Considérant que les rebelles se battent désormais pour le développement économique de la zone, le collectif des cadres casamançais préconise un Plan Marshall avec plus de cent milliards de francs par an pour sortir la région de la pauvreté. Il demande également l’abandon des poursuites contre Salif Sadio et sa bande pour faciliter des négociations.



Les cadres casamançais veulent un Plan Marshall : Cent milliards par an pour sortir de la crise
Le chef de l’Etat s’est personnellement impliqué pour le retour de la paix en Casamance, selon son ministre des Forces armées que nous avons joint par téléphone. «Le président Macky Sall a pris les choses en main», se contente de déclarer Augustin Tine. Une implication saluée par les cadres casamançais qui doutaient de la volonté du précédent pouvoir de régler ce conflit. Des cadres qui, aujourd’hui, attendent beaucoup de la déclaration de politique générale du Premier ministre, Abdoul Mbaye. Mais, selon Atab Bodian, ce conflit est complexe dans ses déterminants politiques, économiques, géographiques, historiques, sociaux et culturels. Toutefois, il espère, avec le changement de régime, une résolution définitive de cette guerre. «Actuellement, il y a une forte aspiration de la population civile, d’une part et du gouvernement, d’autre part à la paix», souligne le conseiller du Collectif qui encourage la concrétisation des initiatives de paix. Déjà, dit-il, dans le passé, il y a eu des tentatives pour un retour de la paix. Et d’après lui, la main tendue des trois dirigeants du maquis, qui ont répondu favorablement à l’appel du président de la République, est une avancée encourageante. Autre signe de bonne volonté de la part du maquis : l’acceptation de toutes les tendances de la médiation de la communauté de Sant Egidio, se réjouit encore notre interlocuteur.

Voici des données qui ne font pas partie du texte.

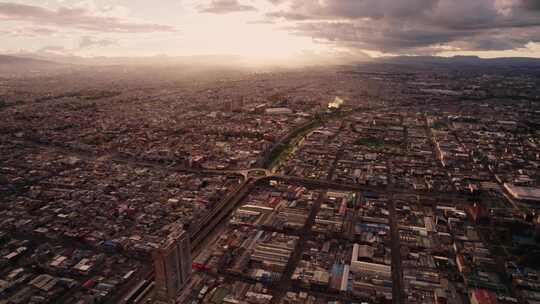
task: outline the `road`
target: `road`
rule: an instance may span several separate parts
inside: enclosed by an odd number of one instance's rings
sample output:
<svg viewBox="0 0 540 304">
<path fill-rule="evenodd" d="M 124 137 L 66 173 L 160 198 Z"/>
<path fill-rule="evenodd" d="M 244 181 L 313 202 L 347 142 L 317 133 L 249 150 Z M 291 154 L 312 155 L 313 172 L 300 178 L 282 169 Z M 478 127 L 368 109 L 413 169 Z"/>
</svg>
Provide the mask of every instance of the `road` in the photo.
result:
<svg viewBox="0 0 540 304">
<path fill-rule="evenodd" d="M 389 189 L 386 186 L 365 186 L 359 184 L 348 184 L 348 183 L 337 183 L 330 182 L 328 180 L 317 180 L 297 176 L 288 176 L 288 175 L 271 175 L 265 178 L 266 180 L 276 180 L 296 185 L 305 186 L 307 188 L 327 188 L 335 190 L 345 190 L 345 191 L 355 191 L 355 192 L 370 192 L 381 195 L 388 194 L 407 194 L 407 195 L 419 195 L 419 196 L 429 196 L 432 198 L 445 200 L 452 200 L 456 203 L 460 201 L 466 202 L 471 199 L 473 196 L 463 193 L 448 193 L 448 192 L 438 192 L 438 191 L 422 191 L 414 189 L 401 189 L 401 188 L 391 188 Z"/>
<path fill-rule="evenodd" d="M 300 260 L 302 260 L 302 253 L 304 252 L 304 249 L 306 247 L 306 243 L 311 240 L 313 237 L 313 225 L 315 224 L 315 219 L 317 217 L 317 214 L 319 213 L 319 210 L 321 209 L 322 202 L 326 199 L 326 191 L 321 191 L 319 198 L 315 201 L 313 206 L 311 207 L 311 211 L 309 213 L 309 216 L 306 220 L 306 223 L 304 227 L 301 229 L 300 238 L 298 239 L 298 242 L 296 243 L 296 247 L 294 248 L 293 253 L 289 257 L 289 261 L 287 262 L 287 266 L 285 266 L 285 270 L 283 271 L 281 275 L 281 279 L 278 282 L 276 288 L 273 289 L 273 299 L 272 304 L 279 304 L 281 298 L 285 295 L 285 293 L 291 289 L 292 287 L 292 275 L 294 273 L 294 270 L 298 266 L 298 263 L 300 263 Z"/>
<path fill-rule="evenodd" d="M 387 107 L 388 108 L 388 107 Z M 293 130 L 286 136 L 282 137 L 274 149 L 279 148 L 283 145 L 289 145 L 290 141 L 295 140 L 299 134 L 305 131 L 305 128 L 309 128 L 313 125 L 316 125 L 317 121 L 310 121 L 306 125 L 300 126 L 299 128 Z M 450 198 L 455 201 L 459 200 L 469 200 L 471 197 L 469 195 L 463 195 L 458 193 L 447 193 L 447 192 L 426 192 L 418 190 L 409 190 L 409 189 L 395 189 L 392 186 L 388 187 L 378 187 L 378 186 L 363 186 L 358 184 L 347 184 L 347 183 L 336 183 L 332 182 L 336 166 L 344 153 L 343 146 L 340 147 L 335 158 L 333 160 L 332 166 L 329 169 L 327 178 L 325 180 L 316 180 L 308 179 L 302 177 L 294 176 L 284 176 L 284 175 L 273 175 L 268 168 L 254 168 L 254 169 L 245 169 L 245 170 L 204 170 L 204 169 L 192 169 L 186 168 L 179 165 L 167 164 L 159 161 L 152 160 L 143 160 L 137 157 L 119 154 L 119 153 L 107 153 L 105 155 L 99 155 L 91 151 L 85 151 L 83 149 L 77 149 L 70 147 L 68 145 L 62 145 L 57 143 L 44 142 L 36 138 L 26 138 L 26 142 L 32 145 L 39 147 L 45 147 L 49 149 L 56 149 L 68 155 L 74 155 L 84 160 L 95 161 L 101 157 L 107 157 L 113 161 L 121 163 L 129 163 L 142 167 L 150 167 L 156 170 L 167 170 L 171 172 L 188 172 L 196 174 L 216 174 L 216 175 L 236 175 L 242 176 L 242 183 L 229 195 L 221 200 L 221 202 L 202 219 L 197 226 L 191 227 L 189 233 L 192 242 L 192 251 L 196 252 L 202 244 L 205 244 L 205 241 L 209 238 L 210 235 L 215 231 L 215 228 L 223 223 L 224 220 L 233 212 L 233 210 L 238 206 L 238 204 L 245 198 L 250 191 L 253 190 L 254 186 L 260 183 L 268 183 L 271 180 L 276 180 L 280 182 L 286 182 L 291 184 L 297 184 L 306 186 L 308 188 L 315 188 L 320 190 L 320 197 L 313 204 L 312 209 L 309 213 L 308 219 L 304 227 L 301 229 L 299 234 L 300 238 L 298 243 L 287 263 L 285 271 L 281 277 L 281 280 L 277 283 L 275 288 L 273 288 L 273 293 L 275 294 L 276 301 L 280 299 L 281 296 L 291 288 L 298 288 L 298 286 L 293 286 L 291 277 L 296 269 L 299 261 L 302 257 L 302 252 L 306 243 L 313 237 L 313 225 L 315 223 L 315 218 L 319 212 L 321 203 L 325 199 L 325 193 L 327 189 L 336 189 L 336 190 L 346 190 L 354 192 L 371 192 L 379 193 L 381 195 L 393 196 L 396 194 L 409 194 L 409 195 L 428 195 L 430 197 L 444 197 Z M 273 151 L 273 150 L 272 150 Z M 270 153 L 272 153 L 270 151 Z M 266 162 L 266 161 L 265 161 Z M 253 176 L 252 176 L 253 175 Z M 395 212 L 395 203 L 391 200 L 391 205 L 389 206 L 389 221 L 391 226 L 391 237 L 392 237 L 392 280 L 393 280 L 393 299 L 394 303 L 402 303 L 403 300 L 403 279 L 402 279 L 402 270 L 401 270 L 401 256 L 399 250 L 399 231 L 397 227 L 397 219 Z M 124 290 L 122 290 L 124 291 Z M 125 291 L 128 292 L 128 291 Z M 122 294 L 124 292 L 121 292 Z M 277 303 L 277 302 L 276 302 Z"/>
<path fill-rule="evenodd" d="M 343 126 L 342 126 L 343 127 Z M 337 136 L 337 134 L 335 135 Z M 340 148 L 338 153 L 336 154 L 332 166 L 329 168 L 326 181 L 331 181 L 334 177 L 334 172 L 336 170 L 337 163 L 343 154 L 343 149 Z M 281 301 L 281 298 L 285 295 L 285 293 L 293 288 L 292 284 L 292 275 L 294 274 L 294 271 L 296 270 L 296 267 L 298 267 L 298 264 L 302 260 L 302 254 L 305 250 L 306 244 L 308 241 L 310 241 L 313 238 L 313 225 L 315 225 L 315 220 L 317 218 L 317 214 L 319 213 L 321 209 L 322 203 L 326 200 L 326 193 L 328 192 L 327 188 L 319 189 L 319 197 L 317 200 L 313 203 L 311 206 L 311 210 L 309 212 L 308 218 L 306 219 L 306 223 L 302 227 L 299 233 L 299 239 L 296 243 L 296 247 L 289 257 L 289 261 L 287 262 L 287 266 L 285 267 L 285 270 L 283 271 L 281 275 L 281 279 L 278 282 L 276 288 L 272 290 L 272 304 L 279 304 Z"/>
<path fill-rule="evenodd" d="M 390 200 L 390 234 L 392 236 L 392 304 L 402 304 L 405 299 L 403 289 L 403 269 L 401 267 L 401 252 L 399 242 L 399 227 L 396 217 L 396 203 L 393 199 Z"/>
<path fill-rule="evenodd" d="M 216 208 L 212 209 L 196 228 L 190 229 L 192 251 L 196 250 L 212 233 L 214 228 L 236 209 L 238 204 L 251 192 L 255 185 L 255 180 L 245 180 L 233 193 L 225 197 Z"/>
</svg>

Au plan national, le maquis a également choisi des personnalités religieuses. Il s’agit du Cardinal Adrien Sarr et de l’Iman de Bignona, Fansou Bodian, qui sont en train de mener des démarches avec un «résultat encourageant». Eu égard à cette «volonté manifestée» du maquis, Pierre Goudiaby Atépa et ses camarades demandent à l’Etat du Sénégal d’abandonner les poursuites lancées à l’encontre de Salif Sadio et des autres maquisards. Car, en croire Atab Bodian, le chef rebelle et ses hommes seraient dans de bonnes dispositions pour négocier. En outre, ces cadres casamançais préconisent une rencontre des trois chefs d’Etat du Sénégal, de la Gambie et de la Guinée-Bissau pour définir une stratégie de collaboration. Le ministre des Affaires étrangères, Alioune Badara Cissé, qui présentait le 24 juillet dernier le bilan des jours de la diplomatie sénégalaise sous le président Macky Sall, disait vouloir impliquer les pays limitrophes pour un retour de la paix. Mais avec les relations diplomatiques tendues entre le Sénégal et la Gambie à cause de l’exécution de deux prisonniers sénégalais par le régime de Yaya Jammeh, cette piste semble bien compromise. Par ailleurs, «dans une démarche inclusive», le collectif des cadres casamançais appelle à une rencontre de toutes les composantes du Mfdc avec les leaders d’opinion, la société civile, etc. «Ces rencontres devront être des moments de fructueux échanges. Elles devront aussi permettre de faire le point sur les aspirations profondes des uns et des autres et d’arrêter un agenda commun», indique Atab Bodian.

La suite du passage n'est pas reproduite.